ANU Computer Science Technical Reports
TR-CS-07-04
Stephen M. Blackburn and Kathryn S. McKinley.
Immix Garbage Collection: Fast Collection, Space
Efficiency, and Mutator Locality.
August 2007.
[POSTSCRIPT (421010 bytes)] [PDF (431425 bytes)]
Abstract: No current garbage collector combines space
efficiency, low collector times, and mutator (application) locality for
contemporaneously allocated objects. For example, free-list allocation
coupled with mark-sweep collection achieves space efficiency, but poor
mutator locality.
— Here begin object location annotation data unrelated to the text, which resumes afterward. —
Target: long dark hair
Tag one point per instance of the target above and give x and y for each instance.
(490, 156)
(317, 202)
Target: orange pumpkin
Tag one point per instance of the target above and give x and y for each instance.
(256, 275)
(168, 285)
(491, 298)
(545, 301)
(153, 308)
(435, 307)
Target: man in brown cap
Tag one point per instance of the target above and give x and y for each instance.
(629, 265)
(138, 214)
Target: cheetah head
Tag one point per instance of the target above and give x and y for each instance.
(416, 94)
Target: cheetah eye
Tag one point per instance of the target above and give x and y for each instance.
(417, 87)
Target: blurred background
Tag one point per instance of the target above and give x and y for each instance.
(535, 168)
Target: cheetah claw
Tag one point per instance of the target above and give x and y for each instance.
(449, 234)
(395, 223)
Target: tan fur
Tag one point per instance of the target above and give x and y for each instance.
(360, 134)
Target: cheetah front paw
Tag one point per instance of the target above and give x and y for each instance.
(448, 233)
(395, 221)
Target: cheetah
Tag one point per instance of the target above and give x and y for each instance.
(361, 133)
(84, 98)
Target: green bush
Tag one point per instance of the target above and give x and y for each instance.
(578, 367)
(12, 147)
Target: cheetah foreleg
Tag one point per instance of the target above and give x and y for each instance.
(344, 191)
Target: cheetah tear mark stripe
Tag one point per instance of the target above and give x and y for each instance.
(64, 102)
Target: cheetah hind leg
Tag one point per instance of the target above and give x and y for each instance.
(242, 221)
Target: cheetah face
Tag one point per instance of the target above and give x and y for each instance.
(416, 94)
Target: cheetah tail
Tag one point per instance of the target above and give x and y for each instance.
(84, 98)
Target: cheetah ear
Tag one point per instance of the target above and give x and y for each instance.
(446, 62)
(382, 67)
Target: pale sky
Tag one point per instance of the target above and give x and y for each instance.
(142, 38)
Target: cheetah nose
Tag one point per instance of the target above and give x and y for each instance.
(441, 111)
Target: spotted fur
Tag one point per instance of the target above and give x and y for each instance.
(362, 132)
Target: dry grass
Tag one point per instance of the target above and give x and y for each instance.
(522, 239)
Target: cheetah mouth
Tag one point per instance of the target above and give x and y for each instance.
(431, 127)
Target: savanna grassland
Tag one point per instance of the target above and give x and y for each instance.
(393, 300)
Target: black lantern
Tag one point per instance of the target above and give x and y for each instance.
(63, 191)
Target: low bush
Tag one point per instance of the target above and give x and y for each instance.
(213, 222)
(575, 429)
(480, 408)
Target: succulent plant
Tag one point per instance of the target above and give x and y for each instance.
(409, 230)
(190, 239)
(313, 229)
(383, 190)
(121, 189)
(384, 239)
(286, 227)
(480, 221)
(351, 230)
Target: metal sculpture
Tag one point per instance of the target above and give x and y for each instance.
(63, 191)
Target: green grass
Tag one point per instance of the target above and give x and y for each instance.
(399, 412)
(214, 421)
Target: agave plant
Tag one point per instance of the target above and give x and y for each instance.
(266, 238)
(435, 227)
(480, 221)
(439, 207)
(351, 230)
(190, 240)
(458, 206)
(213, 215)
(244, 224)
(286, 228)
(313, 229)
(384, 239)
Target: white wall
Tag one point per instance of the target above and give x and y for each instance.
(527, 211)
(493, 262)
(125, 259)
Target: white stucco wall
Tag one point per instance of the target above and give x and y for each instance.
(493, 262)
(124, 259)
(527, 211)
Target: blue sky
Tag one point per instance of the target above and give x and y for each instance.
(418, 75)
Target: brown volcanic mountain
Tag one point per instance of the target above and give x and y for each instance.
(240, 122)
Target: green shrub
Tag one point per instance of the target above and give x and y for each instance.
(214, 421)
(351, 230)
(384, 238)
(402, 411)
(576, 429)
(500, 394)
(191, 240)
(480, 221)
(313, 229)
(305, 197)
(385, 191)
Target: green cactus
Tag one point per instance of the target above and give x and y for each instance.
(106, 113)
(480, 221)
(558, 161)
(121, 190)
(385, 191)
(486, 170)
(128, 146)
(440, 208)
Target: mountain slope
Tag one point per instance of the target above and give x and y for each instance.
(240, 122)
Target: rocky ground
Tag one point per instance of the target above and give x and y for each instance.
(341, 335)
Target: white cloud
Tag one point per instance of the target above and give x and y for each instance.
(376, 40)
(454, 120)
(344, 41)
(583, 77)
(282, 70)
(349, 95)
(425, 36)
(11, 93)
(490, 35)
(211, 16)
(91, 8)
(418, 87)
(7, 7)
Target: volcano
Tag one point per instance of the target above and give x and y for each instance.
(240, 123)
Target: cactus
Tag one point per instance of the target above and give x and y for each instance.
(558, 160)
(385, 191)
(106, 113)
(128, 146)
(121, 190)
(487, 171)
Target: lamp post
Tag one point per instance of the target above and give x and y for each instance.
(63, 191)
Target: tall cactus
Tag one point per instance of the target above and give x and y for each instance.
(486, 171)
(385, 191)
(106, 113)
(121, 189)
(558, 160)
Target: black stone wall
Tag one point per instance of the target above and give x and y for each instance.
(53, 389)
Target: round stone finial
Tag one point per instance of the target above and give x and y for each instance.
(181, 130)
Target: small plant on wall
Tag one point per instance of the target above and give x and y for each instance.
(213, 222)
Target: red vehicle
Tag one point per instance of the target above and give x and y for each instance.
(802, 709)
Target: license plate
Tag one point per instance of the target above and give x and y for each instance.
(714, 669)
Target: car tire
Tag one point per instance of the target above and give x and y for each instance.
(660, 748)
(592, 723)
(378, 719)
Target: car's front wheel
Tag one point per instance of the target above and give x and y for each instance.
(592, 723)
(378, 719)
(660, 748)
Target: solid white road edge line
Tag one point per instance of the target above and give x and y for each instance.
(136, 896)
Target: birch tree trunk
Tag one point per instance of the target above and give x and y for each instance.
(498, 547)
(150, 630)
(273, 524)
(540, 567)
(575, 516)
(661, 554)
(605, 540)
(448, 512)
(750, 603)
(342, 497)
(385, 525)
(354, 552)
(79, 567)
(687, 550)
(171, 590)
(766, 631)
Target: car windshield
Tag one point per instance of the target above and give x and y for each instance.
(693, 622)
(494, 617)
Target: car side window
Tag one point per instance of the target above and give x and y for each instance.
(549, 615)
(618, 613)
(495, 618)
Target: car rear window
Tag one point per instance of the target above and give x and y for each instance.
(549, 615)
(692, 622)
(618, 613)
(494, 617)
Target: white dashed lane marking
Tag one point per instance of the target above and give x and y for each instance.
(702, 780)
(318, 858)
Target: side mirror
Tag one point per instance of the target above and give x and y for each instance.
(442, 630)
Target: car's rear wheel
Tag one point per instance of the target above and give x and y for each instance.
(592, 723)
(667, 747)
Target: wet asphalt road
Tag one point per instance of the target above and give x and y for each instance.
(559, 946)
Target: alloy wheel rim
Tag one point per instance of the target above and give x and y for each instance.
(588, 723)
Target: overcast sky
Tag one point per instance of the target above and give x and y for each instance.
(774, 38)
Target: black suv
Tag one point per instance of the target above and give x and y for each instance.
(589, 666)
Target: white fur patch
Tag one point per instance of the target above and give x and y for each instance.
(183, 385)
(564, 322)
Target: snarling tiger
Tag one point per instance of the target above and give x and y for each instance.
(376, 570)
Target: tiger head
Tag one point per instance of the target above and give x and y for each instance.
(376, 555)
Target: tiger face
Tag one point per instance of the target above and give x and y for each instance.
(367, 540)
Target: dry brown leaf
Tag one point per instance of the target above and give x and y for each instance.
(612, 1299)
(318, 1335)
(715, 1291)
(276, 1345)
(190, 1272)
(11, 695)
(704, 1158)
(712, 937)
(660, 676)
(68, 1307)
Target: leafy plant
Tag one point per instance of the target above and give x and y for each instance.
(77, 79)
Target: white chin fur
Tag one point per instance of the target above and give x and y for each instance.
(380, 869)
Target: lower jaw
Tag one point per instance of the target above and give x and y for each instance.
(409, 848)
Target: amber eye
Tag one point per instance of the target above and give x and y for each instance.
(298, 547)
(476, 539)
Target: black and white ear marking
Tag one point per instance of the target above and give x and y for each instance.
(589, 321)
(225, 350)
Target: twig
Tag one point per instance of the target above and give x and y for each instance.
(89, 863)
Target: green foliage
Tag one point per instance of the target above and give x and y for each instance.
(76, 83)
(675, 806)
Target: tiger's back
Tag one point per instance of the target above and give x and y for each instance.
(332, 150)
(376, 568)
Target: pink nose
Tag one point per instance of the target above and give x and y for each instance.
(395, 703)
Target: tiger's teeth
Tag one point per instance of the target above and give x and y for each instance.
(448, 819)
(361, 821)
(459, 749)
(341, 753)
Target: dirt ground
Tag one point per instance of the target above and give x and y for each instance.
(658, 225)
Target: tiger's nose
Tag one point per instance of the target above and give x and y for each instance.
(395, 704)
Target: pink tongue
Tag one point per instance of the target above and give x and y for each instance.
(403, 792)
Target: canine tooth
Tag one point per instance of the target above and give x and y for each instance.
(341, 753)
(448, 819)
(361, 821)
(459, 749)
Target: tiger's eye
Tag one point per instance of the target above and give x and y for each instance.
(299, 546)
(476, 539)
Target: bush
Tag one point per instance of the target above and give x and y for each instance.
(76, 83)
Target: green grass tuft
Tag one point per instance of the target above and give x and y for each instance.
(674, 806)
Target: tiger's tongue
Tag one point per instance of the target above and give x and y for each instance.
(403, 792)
On the other hand, contiguous (bump-pointer) allocation
with copying collection provides mutator locality but poor space efficiency
since it requires reserving half the heap for copying in case all objects
survive. This paper presents an algorithm that obtains space efficiency, low
collection times, and mutator locality in a single regime. We call this
garbage collector immix, which means to intimately commingle. The
immix heap is organized hierarchically into blocks of contiguous
memory, each consisting of N fixed size lines. Immix tracks memory
use at a line granularity. Immix bump-allocates objects into one or more
contiguous free lines to attain mutator locality. To attain space efficiency,
immix uses mark-sweep collection to identify free lines. When needed to
eliminate fragmentation, immix mixes copying and mark-sweep collection in a
unique way to implement opportunistic single pass compaction. We
demonstrate immix as a whole heap collector, as a component of a generational
collector, and as a mostly non-moving collector. Our experimental results
demonstrate that immix comprehensively and uniformly outperforms
state-of-the-art whole heap mark-sweep, mark-compact, and semi-space
collectors on a range of heap sizes on multiple architectures. Immix is the
first collector to attain simultaneously space efficiency, low garbage
collection times, and mutator locality.